BACKGROUND
Diabetes mellitus and cancer are amongst the leading causes of deaths worldwide; hyperglycemia plays a major contributory role in neoplastic transformation risk. Support Vector Machine (SVM) is a type of supervised learning method which analyzes data and recognizes patterns, mainly used for statistical classification and regression.
OBJECTIVE
From reported adverse events of PD-1 or PD-L1 (programmed death 1 or ligand 1) inhibitors in post-marketing monitoring, we aimed to construct an effective machine learning algorithm to predict the probability of hyperglycemic adverse reaction from PD-1/PD-L1 inhibitors treated patients efficiently and rapidly.
METHODS
Raw data was downloaded from US Food and Drug Administration Adverse Event Reporting System (FDA FAERS). Signal of relationship between drug and adverse reaction based on disproportionality analysis and Bayesian analysis. A multivariate pattern classification of SVM was used to construct classifier to separate adverse hyperglycemic reaction patients. A 10-fold-3-time cross validation for model setup within training data (80% data) output best parameter values in SVM within R software. The model was validated in each testing data (20% data) and two total drug data, with exactly predictor parameter variables: gamma and nu.
RESULTS
Total 95918 case files were downloaded from 7 relevant drugs (cemiplimab, avelumab, durvalumab, atezolizumab, pembrolizumab, ipilimumab, nivolumab).

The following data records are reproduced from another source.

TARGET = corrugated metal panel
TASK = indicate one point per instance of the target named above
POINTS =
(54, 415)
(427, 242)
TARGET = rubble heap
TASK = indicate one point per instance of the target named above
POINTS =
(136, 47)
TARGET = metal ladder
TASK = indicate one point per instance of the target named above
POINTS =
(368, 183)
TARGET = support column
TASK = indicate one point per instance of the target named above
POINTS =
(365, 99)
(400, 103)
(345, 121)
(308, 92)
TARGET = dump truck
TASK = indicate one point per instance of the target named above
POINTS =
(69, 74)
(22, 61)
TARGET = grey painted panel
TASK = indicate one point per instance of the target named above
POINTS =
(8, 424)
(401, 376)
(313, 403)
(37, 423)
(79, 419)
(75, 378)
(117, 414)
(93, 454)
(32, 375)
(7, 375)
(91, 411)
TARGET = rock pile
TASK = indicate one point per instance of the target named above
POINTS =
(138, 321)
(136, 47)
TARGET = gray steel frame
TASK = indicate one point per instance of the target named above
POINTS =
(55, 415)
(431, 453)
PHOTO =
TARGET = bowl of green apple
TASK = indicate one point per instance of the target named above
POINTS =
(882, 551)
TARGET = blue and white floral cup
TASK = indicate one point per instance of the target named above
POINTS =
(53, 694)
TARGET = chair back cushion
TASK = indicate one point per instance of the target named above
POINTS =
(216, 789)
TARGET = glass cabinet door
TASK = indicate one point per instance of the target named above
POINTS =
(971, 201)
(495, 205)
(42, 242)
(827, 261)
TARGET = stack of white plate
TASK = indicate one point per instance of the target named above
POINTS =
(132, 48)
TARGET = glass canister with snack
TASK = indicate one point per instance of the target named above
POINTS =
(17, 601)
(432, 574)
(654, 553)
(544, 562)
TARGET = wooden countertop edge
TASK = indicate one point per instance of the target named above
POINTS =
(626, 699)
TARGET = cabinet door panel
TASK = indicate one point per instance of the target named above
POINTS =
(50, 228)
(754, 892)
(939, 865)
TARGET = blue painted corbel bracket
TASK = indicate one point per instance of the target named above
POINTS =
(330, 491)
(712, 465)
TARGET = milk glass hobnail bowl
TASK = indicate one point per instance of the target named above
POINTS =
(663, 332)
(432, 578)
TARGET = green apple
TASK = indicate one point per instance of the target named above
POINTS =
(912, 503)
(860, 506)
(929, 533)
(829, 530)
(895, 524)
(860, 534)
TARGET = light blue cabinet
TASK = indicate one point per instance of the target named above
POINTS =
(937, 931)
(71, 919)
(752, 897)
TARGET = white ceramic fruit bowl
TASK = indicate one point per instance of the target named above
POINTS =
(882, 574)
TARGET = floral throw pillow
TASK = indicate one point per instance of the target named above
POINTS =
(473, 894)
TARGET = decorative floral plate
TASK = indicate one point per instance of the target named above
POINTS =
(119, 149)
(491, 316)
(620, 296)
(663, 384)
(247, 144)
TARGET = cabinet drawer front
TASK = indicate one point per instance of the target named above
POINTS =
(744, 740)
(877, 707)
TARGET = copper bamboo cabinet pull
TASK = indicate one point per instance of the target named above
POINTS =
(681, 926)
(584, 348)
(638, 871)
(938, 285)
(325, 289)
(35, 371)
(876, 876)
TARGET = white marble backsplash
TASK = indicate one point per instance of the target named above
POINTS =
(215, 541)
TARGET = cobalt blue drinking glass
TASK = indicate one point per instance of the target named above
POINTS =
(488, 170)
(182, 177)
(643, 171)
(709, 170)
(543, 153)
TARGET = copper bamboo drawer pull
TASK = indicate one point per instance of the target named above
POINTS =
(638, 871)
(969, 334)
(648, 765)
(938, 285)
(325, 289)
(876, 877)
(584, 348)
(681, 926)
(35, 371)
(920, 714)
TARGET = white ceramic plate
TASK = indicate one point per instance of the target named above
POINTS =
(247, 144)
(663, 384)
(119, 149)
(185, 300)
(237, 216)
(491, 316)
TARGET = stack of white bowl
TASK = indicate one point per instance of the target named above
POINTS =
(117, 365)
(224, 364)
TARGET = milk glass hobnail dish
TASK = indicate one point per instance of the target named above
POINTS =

The number-type/number-optimization method was selected to optimize model. Both gamma and nu values correlated with case number showed high adjusted r2 in curve regressions (both r2 >0.95). Indexes of accuracy, F1 score, kappa and sensitivity were greatly improved from the prediction model in training data and two total drug data.
CONCLUSIONS
The SVM prediction model established here can non-invasively and precisely predict occurrence of hyperglycemic adverse drug reaction (ADR) in PD-1/PD-L1 inhibitors treated patients. Such information is vital to overcome ADR and to improve outcomes by distinguish high hyperglycemia-risk patients, and this machine learning algorithm can eventually add value onto clinical decision making.